Second there's the "DAMN" I wish I had the equipment I have now to shoot this event! Just thinking about how much better the D600 with the Sigma 35mm 1.4 would have done in this low light situation pains me to no end. Back in 2005 I traveled over 10,000 miles around the country with a Nikon film camera and a Nikon D70. Some of the things that I photographed just simply don't exist anymore. The fact that they were shot with a 6mp camera and cheap Tamron lens that had a soft focus at 70mm... ugh. Just... ugh.
Third and finally there's shots like the one at the top of the blog. Just a frame I took before a gig, while waiting outside for the doors to open. Not anything amazing, in fact it's technically lacking. I should have shot it wider, and exposed for the sky, not the buildings. But it's a red flag for my memory.

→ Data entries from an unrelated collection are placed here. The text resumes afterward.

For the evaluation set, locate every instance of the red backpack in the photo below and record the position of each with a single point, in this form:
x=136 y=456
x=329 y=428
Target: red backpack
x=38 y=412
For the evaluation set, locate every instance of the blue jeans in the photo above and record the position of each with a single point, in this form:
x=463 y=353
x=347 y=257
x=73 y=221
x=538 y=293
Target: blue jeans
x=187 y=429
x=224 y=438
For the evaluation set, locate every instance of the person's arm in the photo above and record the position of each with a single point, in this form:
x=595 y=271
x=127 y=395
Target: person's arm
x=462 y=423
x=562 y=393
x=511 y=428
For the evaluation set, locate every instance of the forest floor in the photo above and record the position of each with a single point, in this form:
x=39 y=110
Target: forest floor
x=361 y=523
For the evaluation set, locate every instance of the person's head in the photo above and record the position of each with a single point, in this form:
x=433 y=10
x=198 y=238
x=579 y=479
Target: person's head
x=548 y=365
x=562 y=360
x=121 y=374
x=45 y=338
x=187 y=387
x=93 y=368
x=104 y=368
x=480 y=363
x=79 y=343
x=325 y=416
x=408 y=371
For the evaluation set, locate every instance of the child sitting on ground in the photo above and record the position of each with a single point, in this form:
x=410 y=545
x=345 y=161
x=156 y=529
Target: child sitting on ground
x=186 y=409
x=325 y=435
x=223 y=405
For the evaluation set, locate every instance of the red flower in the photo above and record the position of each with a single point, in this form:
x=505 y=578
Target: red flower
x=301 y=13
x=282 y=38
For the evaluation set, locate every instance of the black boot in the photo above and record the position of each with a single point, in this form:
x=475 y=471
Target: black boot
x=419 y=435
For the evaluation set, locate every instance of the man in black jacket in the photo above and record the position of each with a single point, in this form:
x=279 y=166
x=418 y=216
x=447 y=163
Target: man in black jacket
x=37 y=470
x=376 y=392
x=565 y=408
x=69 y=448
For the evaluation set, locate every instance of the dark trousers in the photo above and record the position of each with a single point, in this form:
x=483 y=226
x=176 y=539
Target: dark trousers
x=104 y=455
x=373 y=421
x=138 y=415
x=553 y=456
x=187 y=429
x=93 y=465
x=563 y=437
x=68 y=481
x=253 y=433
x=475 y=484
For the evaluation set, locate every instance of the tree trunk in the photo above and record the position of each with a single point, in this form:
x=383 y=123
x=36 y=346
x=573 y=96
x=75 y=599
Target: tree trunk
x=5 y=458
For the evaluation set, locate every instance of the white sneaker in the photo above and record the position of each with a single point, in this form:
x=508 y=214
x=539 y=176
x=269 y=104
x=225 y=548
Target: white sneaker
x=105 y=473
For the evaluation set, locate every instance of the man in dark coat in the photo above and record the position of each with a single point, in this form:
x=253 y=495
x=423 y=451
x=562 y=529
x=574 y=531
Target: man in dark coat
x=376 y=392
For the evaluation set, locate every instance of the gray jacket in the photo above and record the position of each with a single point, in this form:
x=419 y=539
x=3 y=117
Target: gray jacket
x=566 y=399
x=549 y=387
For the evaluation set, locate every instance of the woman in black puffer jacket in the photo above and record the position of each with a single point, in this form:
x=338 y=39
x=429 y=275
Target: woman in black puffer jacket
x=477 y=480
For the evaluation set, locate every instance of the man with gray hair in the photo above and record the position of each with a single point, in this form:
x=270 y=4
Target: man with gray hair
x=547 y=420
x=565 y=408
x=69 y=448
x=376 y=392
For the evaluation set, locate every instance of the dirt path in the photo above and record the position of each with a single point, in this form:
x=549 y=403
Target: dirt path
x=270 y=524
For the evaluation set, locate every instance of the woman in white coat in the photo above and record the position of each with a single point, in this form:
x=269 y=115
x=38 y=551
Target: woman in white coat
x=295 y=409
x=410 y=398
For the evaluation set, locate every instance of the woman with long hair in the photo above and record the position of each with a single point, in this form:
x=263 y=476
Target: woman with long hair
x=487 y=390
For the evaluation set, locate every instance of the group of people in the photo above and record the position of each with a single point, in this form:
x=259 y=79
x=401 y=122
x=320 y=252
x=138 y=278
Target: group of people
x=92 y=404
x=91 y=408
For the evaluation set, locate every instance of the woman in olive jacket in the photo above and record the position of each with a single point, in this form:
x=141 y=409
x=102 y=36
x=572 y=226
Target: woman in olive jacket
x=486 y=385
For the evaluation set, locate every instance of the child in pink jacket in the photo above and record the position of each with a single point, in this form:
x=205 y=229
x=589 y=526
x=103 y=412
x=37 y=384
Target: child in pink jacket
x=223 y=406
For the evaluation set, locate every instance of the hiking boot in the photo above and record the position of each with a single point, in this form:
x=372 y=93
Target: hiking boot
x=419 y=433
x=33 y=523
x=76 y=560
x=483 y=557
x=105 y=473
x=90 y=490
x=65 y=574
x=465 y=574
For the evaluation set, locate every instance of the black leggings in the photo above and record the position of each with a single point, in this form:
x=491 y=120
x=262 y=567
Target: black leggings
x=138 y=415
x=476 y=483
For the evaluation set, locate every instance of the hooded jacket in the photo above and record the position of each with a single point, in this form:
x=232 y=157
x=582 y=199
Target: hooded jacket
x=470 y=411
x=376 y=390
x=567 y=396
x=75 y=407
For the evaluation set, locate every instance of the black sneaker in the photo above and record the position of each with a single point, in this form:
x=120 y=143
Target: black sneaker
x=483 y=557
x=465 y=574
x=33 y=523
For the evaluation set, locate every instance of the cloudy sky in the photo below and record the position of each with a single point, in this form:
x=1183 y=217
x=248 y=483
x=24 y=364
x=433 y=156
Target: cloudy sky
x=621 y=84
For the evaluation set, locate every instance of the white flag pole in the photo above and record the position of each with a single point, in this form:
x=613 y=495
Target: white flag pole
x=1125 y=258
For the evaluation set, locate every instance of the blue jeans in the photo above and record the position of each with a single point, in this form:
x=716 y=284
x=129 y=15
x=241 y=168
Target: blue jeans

That's one of the big reasons I got into photography professionally years ago. Mainly I was a researcher and a journalist, I had been photographing for years - in fact had gone to school for film and still photo. Out of college I got a job working for a journalist as a researcher and producer. So outside of maybe an occasional B-Camera shoot I didn't really have the chance to work as a shooter. Eventually I started to write and cover my own stories but as an awkward mostly phone and computer journalist I had a problem actually talking to people in person. Cameras provided me the reason to be there, and to talk to people.
Keeping the outtakes also allows me to remember other things. Like the the day that happened after this photo was taken. The photo itself isn't of the event just what happened right before.
And that's sort of what this photo this photo means to me. I wanted to be somewhere and having my Nikons around my neck gave me the excuse me to be there.